Just bought a 1/8-27 round 1" die and it don’t fit into the die handle so I need to set screw it to adjust to fit a 1" die handle a lot. What’s the current thread class of fit for this factory 1" OD. set screw in fitting into a 1" die holder, and additional tension die handle adjusted die ability do do before it explodes in your hands? A 1" hex die would fit inside a 1" die handle as a given - only a question of what die in thread class I was buying. This one just to fit into the 1" die holder in adjustment exploded in my hand so as to fit into the die handle well before it attempted to screw up the threads on what I was attepting to tap.

OOPS! Just broke in my hands in attempting to fit to the size of the die holder this 1" round adjustable die for 1/8-27 NPT - parts shot everywhere. 1" round die holder this die holder would fit in my rear! Expect for a high carbon steel die, that I in attempting to tension it to fit an economy grade but bought from the same store McMaster Carr die holder - it was my mistake. McMaster don’t sell much in hex dies and over the years I have been forced to buy the round tap dies say especially for this 1/8-27 NPT verses 1/8-28 BNPT die also bought that won’t also fit and is also needed for some applications of NPT verses BNPT.

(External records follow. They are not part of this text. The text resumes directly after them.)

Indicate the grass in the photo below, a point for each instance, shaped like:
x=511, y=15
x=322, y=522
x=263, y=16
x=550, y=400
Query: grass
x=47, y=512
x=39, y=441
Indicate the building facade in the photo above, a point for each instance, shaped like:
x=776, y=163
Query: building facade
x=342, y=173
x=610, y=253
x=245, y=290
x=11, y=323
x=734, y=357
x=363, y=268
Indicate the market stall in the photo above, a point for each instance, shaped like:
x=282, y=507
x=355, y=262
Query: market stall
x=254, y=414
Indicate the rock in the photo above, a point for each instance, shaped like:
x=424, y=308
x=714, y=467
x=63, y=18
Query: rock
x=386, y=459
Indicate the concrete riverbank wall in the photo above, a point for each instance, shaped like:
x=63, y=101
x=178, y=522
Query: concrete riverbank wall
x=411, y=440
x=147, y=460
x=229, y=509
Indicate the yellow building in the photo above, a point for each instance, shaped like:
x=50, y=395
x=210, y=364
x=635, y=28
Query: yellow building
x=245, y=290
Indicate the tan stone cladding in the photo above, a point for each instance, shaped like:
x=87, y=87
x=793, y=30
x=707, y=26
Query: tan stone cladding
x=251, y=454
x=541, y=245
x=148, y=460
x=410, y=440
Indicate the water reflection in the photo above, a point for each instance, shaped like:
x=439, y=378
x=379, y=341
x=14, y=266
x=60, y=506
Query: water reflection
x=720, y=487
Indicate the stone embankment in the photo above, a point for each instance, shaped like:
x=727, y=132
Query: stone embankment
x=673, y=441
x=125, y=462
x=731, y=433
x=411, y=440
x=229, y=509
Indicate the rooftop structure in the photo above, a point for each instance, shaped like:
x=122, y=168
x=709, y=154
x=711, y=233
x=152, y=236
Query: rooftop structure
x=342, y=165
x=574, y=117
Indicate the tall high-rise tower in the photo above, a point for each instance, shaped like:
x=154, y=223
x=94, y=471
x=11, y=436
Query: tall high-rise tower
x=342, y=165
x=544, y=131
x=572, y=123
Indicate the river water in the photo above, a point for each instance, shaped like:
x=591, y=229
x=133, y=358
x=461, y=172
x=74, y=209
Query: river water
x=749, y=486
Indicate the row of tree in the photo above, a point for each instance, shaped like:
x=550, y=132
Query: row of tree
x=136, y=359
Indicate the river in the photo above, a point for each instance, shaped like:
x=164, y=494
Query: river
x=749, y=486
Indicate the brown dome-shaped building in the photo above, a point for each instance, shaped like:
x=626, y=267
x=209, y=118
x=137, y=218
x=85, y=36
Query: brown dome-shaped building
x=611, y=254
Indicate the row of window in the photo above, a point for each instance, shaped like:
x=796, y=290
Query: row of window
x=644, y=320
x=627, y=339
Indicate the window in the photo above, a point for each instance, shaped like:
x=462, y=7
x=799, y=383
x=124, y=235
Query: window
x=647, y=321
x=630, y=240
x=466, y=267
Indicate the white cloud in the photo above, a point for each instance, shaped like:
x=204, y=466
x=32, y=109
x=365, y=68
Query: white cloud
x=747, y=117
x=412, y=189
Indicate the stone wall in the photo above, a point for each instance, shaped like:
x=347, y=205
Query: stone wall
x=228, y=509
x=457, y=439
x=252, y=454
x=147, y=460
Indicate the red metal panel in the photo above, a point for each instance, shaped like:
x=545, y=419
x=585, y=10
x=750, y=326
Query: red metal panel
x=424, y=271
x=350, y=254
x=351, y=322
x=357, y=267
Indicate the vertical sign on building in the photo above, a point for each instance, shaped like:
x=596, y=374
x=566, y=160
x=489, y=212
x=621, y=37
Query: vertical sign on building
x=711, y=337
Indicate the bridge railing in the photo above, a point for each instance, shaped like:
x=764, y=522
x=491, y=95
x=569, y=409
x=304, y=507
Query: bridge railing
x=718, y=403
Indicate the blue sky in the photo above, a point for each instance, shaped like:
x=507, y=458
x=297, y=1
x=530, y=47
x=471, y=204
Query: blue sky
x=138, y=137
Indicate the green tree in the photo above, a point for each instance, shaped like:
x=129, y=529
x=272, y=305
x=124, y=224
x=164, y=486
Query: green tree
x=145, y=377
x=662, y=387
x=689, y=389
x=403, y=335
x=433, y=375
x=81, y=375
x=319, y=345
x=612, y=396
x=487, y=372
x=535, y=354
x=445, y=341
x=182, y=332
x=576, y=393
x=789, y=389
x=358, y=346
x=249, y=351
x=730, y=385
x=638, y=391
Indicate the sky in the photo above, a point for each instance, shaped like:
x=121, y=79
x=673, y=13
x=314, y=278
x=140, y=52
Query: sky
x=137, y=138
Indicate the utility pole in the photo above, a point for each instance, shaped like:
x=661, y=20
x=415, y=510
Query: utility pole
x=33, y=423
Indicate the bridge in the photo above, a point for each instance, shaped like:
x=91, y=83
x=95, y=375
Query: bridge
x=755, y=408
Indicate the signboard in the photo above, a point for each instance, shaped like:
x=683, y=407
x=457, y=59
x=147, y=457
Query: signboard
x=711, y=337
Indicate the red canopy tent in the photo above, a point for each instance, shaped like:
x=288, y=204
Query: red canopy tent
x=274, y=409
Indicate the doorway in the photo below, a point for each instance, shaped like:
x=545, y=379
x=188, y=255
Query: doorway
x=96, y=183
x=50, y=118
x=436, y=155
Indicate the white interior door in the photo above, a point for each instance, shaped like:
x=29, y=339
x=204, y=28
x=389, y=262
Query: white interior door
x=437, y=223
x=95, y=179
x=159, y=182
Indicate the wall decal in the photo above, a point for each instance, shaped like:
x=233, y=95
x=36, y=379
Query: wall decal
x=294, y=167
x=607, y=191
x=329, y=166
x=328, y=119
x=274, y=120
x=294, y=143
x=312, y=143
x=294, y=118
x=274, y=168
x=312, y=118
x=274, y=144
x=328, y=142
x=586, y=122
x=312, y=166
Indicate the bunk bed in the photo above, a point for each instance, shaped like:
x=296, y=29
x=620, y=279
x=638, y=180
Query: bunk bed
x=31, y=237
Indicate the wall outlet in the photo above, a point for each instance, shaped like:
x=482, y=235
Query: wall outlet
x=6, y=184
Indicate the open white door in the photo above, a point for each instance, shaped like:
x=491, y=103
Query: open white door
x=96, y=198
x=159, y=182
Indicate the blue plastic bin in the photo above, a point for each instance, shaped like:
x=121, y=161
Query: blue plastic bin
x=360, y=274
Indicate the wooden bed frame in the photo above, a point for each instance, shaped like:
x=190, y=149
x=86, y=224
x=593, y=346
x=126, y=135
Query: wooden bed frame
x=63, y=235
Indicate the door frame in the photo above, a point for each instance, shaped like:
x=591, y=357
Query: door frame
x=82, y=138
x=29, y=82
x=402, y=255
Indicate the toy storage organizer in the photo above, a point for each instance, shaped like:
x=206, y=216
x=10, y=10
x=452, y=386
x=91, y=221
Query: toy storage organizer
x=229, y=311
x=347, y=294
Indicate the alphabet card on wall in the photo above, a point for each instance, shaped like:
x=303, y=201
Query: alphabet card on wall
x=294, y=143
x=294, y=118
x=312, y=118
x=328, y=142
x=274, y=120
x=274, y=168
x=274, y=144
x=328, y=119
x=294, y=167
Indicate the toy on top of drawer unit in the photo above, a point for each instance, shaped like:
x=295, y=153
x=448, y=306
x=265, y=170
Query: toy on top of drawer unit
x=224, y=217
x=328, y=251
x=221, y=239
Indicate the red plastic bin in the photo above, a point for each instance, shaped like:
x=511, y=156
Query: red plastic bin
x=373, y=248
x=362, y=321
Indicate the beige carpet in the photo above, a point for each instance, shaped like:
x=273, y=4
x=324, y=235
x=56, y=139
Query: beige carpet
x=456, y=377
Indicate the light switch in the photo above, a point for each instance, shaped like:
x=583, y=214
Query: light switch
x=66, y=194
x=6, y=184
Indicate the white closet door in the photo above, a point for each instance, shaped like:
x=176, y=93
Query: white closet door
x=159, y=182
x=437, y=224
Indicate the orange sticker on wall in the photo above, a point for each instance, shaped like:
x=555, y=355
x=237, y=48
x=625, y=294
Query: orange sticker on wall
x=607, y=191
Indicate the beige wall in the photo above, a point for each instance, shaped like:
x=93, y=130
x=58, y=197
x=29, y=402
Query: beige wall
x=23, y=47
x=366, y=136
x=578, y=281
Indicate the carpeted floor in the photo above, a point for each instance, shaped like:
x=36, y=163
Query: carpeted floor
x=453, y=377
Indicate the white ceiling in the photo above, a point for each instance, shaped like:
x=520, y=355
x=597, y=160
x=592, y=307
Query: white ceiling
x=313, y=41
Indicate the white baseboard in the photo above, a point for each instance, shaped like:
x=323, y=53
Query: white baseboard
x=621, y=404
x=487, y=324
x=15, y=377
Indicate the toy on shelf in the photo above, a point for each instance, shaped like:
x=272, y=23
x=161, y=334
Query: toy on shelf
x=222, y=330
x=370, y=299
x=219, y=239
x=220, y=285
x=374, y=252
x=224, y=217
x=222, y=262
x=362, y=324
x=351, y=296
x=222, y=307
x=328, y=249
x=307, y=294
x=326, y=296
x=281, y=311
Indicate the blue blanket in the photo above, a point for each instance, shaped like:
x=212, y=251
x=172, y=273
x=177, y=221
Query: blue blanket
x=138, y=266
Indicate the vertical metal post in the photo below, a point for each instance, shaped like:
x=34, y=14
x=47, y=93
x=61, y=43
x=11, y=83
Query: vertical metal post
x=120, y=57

Expect that McMaster in being a good supplier will immediately ship out a replacement die for no charge in that it was advertised as 1" but didn’t fit into a 1" die holder (I have most of the broken parts able to return), but still a question of wasted time and this is the first time I ever broke a die. Tooth’s broken sure never a die a total dangerous parts everywhere explosion of the die. This especially if just attempting to get the thing into the handle. Not happy!!!


----------



## JAM (May 2, 2012)

*TRY A SPECIALY CUT -- Round verses Hex threading dies my Rear!!*

If you are having problems I would get a hex die cut with special specification. I always order mine from www.taylortool.com I find there quality is amazing


----------



## ruinexplorer (May 2, 2012)

*Re: TRY A SPECIALY CUT -- Round verses Hex threading dies my Rear!!*

JAM, thank you for this useful site. However, since the post originated two and a half years ago, this probably did not help the situation. Since this is your first post, please drop by the new member's forum to introduce yourself, and how you fit into the industry.


----------